Non-tuning Heuristics
Context-guidance
: can be applied by manipulating inference. At each step of ancestral sampling, we replace the previous round’s least confident samples with guidance. (See maskgit/libml/parallel_decode.decode_context_guidance
)Self-guidance, fixed
: can reweight sampled confidences via a pre-specified distance metric. I use L2 as a metric. The reweighting can be scaled according to user confidence.Tuning
Self-guidance, learned
: by learning a thin reweighting matrix of size $C \times C$ (representing affinities between the $C$ codes), we can attempt to learn self-guidance without worrying about overfit in the Transformer.Iterative generation
: We can also just try to learn the goal function itself. Both forms of guidance might be achieved if the model can be trained to use low confidence samples – such as those produced in its own iterative sampling. I implement this by retaining the low-confidence samplesd tokens from an initial iteration and adding their embedding to another iteration (See maskgit.nets.maskgit_transformer
). Guidance can then be provided at test-time identically to how it’s provided in modified training. In retrospect, it may be possible to accomplish this result zero-shot by ditching the [MASK]
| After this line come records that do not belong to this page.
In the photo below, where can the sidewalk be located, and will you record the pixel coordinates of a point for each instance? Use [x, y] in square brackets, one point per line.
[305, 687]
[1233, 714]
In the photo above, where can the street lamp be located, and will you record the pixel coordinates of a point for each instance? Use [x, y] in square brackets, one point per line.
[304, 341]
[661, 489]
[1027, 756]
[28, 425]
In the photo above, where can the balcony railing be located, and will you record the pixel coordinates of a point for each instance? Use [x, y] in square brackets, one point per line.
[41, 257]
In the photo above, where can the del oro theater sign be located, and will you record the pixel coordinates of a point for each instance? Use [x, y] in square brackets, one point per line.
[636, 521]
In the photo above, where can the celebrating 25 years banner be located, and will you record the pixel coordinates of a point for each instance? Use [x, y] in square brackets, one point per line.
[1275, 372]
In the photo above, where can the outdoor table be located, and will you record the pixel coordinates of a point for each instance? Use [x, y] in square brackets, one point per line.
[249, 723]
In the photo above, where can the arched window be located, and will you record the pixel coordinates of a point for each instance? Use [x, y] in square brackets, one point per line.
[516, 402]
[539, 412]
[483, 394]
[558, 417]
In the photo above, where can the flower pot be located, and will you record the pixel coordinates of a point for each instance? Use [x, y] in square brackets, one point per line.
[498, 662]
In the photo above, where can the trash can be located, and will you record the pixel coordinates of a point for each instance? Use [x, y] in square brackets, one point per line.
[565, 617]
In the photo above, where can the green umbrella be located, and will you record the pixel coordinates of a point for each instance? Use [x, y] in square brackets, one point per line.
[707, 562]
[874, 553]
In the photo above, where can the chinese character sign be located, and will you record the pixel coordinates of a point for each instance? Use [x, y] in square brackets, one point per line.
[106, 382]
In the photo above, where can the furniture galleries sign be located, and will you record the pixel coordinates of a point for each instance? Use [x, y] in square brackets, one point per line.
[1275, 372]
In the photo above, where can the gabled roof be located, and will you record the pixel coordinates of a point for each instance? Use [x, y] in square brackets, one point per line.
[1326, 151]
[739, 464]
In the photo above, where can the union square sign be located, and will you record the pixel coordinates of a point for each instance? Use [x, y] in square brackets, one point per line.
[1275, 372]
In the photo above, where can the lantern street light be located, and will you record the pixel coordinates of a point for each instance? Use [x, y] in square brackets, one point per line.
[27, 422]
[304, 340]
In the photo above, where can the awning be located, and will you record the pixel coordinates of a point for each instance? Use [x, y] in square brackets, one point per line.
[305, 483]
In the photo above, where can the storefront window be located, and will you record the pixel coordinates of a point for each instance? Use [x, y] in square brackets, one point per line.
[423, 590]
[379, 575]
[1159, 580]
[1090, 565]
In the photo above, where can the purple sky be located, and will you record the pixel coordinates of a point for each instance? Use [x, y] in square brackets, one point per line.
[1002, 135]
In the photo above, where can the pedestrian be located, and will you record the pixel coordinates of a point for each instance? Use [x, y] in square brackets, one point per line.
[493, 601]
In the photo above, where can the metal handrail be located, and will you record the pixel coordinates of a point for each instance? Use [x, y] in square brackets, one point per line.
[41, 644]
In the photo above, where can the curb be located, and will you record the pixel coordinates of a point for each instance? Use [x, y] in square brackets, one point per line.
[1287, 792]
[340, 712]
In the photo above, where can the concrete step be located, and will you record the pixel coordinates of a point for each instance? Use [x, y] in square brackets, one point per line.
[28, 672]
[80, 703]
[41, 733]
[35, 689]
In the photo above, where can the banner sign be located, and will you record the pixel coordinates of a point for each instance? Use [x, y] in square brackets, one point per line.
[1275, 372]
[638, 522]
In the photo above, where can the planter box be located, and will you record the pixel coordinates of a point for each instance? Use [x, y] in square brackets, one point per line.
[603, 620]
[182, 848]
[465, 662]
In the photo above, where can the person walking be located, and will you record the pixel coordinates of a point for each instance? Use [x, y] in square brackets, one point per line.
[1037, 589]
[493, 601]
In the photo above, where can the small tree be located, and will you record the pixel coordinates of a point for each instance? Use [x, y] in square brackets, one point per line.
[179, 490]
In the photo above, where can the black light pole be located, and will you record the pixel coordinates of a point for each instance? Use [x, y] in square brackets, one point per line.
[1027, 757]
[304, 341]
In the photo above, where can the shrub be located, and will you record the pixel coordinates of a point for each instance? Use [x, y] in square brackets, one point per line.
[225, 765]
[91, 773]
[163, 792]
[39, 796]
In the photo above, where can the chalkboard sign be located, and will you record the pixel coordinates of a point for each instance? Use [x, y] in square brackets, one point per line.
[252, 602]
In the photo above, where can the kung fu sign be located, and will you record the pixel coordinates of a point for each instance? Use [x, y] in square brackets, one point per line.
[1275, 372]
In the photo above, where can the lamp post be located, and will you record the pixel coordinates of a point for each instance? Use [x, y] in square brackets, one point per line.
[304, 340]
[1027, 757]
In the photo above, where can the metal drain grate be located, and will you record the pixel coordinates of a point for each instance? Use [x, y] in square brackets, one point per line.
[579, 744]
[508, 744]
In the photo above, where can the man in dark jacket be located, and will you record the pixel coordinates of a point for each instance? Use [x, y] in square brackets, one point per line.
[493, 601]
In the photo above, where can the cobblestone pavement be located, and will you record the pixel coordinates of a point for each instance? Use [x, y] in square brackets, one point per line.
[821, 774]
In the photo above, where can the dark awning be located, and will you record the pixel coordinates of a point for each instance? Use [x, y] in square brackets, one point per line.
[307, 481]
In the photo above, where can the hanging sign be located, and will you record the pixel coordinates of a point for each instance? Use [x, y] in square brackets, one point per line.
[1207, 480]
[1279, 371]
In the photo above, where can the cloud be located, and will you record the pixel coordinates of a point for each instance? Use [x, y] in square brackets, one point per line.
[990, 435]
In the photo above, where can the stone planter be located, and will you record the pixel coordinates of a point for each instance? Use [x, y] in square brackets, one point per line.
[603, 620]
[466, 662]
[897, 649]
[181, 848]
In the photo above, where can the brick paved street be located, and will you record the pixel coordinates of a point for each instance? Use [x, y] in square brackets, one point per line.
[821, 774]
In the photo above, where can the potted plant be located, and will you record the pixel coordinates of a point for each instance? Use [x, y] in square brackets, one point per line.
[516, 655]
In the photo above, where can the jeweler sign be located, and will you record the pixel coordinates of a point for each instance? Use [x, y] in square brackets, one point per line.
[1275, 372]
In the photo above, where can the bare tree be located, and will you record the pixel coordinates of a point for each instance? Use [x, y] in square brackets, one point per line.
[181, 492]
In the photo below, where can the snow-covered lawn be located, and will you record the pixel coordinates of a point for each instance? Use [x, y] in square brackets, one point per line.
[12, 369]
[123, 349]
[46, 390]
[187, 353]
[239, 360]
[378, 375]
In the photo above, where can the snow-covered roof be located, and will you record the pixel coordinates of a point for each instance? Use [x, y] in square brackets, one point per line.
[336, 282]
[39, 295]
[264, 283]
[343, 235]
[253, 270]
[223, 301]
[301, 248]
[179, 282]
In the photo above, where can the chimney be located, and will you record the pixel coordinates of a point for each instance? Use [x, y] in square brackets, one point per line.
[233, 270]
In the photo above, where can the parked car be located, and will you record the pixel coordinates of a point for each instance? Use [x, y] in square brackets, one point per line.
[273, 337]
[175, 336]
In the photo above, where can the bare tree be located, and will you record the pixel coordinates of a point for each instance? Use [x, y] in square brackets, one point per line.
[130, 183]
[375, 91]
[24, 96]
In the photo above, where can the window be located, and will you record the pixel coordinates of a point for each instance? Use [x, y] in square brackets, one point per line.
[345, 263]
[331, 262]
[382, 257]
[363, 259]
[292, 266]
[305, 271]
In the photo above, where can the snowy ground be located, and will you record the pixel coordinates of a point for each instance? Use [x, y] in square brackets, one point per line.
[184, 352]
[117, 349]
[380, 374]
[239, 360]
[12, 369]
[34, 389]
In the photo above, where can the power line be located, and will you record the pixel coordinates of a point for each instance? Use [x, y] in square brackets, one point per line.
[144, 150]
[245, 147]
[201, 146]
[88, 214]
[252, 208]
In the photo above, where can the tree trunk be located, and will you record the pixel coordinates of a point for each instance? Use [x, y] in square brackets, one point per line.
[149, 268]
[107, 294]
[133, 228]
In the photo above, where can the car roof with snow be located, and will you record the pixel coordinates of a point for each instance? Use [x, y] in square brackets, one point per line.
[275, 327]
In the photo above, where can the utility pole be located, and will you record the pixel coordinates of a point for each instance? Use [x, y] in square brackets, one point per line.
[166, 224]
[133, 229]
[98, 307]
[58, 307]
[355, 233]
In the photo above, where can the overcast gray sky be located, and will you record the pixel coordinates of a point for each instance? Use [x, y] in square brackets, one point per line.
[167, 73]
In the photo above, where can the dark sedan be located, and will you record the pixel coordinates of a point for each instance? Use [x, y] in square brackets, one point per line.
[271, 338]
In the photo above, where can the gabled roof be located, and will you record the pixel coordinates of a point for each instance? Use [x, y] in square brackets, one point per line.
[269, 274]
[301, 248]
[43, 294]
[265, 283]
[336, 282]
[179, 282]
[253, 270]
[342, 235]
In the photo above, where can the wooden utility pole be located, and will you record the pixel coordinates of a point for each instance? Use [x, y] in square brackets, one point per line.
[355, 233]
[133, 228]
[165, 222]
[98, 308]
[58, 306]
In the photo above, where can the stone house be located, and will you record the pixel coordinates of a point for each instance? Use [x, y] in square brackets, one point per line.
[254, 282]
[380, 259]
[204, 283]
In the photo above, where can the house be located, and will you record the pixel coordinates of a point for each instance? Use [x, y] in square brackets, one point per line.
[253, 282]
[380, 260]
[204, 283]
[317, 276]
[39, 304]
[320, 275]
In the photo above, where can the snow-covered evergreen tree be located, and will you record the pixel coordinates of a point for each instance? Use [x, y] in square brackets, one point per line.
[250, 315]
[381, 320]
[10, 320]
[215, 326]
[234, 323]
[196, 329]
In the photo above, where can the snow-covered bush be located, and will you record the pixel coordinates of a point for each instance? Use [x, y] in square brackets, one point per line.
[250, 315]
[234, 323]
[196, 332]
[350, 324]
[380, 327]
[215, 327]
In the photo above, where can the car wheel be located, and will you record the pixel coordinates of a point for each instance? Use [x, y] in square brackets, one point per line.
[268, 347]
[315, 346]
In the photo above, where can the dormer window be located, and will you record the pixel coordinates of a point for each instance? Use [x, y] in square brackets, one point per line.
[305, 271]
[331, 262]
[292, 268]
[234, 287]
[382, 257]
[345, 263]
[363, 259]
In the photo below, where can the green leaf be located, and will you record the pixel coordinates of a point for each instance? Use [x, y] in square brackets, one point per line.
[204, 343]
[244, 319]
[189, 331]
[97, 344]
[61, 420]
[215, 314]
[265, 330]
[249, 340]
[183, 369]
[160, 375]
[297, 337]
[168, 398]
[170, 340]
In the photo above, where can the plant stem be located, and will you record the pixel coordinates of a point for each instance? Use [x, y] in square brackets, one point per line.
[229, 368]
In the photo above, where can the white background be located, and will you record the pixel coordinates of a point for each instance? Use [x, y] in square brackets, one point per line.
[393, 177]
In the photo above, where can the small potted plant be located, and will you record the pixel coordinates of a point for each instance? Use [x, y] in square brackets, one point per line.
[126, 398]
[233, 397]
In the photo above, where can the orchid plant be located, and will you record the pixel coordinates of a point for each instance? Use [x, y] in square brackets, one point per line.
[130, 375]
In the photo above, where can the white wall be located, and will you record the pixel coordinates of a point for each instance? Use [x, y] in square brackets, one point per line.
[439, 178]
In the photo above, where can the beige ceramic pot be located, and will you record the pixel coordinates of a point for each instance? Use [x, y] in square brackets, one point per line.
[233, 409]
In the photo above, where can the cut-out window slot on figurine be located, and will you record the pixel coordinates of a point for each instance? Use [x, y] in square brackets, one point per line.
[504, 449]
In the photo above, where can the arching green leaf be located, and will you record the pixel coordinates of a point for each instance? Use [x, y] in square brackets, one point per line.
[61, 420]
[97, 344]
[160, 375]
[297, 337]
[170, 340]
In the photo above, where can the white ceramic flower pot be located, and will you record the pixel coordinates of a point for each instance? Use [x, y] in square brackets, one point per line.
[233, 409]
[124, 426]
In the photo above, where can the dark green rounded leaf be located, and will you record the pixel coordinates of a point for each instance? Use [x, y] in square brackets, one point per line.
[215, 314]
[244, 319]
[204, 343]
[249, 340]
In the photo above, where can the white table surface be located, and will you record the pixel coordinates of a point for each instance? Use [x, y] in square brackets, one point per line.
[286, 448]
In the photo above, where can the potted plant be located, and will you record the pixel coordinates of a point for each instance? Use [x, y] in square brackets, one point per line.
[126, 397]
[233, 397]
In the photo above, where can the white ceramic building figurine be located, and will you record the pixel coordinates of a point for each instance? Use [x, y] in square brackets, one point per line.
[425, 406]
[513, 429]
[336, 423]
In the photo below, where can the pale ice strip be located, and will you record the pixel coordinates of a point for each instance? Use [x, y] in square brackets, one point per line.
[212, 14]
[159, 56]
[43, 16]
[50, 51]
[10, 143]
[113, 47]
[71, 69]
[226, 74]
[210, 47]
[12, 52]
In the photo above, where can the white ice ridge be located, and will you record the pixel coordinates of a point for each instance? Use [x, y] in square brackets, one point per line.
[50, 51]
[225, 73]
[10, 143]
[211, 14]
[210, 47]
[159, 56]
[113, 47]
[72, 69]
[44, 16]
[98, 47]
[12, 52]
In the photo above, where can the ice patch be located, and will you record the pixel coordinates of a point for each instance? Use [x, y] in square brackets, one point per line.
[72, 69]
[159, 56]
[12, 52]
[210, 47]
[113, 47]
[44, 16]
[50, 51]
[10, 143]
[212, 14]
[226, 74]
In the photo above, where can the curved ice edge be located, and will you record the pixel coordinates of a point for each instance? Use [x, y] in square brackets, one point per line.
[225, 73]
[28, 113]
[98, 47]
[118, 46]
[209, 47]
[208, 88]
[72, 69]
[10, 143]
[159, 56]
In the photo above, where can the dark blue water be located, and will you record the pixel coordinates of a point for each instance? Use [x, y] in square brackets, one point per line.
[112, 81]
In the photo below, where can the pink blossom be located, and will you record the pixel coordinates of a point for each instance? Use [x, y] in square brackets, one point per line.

token mechanism and simply seeing how the model updates the logits for the unrealistic guidance tokens. I did not try this.I highlight the intuition for why MaskGIT can probably benefit from this tuning using the MaskGIT figure. See how so many of those patches are totally reasonable partial guesses? No need to discard them completely!
We use the open-sourced MaskGIT repo – unfortunately this only had an inference demo so much effort was directed to setting up a training pipeline. Being in JAX… this killed progress. My end training pipeline kept OOM-ing on my ~10G nodes essentially until a batch size of 1 (wandb logs) which led to very humble fine-tuning efforts.
The open MaskGIT weights are only on ImageNet, so we use those.
We perform a qualitative evaluation on automatically generated “strokes” using an algorithm similar to that described in SDEdit’s auto-stroke generation. We use two settings; “stroke inversion” where a stroke-segmented region is assigned the mean color of pixels in the region, and “stroke counterfactual” where the stroke is assigned a randomly generated color. The other various datasets in SDEdit were difficult to compare with as it was unclear to me how to generate those edited images; moreover the pretrained MaskGIT was only for ImageNet. See make_strokes.py
.
I experimented with a few of the aforementioned variants:
We sample a few ImageNet classes, quickly seeing results are not as theorized.
Source | No guide | Context | Self: Learned | Self: Learned, full Conf | Iterative tuning |
---|---|---|---|---|---|
From here, it’s pretty easy to see that the methods that attempted strong guidance produce strange artifacts. Context-guidance is way too prescriptive and actually produces uniform colors without updates. Self-guidance with strong temperatures peer into the abyss of generative model latent space, with fractals and textures but no coherence. In these samples, slightly lower confidence self-guidance and iterative tuning are not visibly different. This is true even with counterfactual guidance.
Motivationally, the spatial benefits of MaskGIT are entirely complementary to SDEdit’s iterative denoising. Uncertainty is a natural way of trading off fidelity to user guidance with realism. Unlike diffusion models, however, there is no clear way to iteratively integrate guidance in MaskGIT. A promising idea was simply to tune MaskGIT its own low confidence samples to improve future samples. (This would have been great: if we want more realistic samples, simply extend the inference schedule.) However, this did not yield promising results in these pilot explorations. Moreover, attempts to build at intuitive knob failed.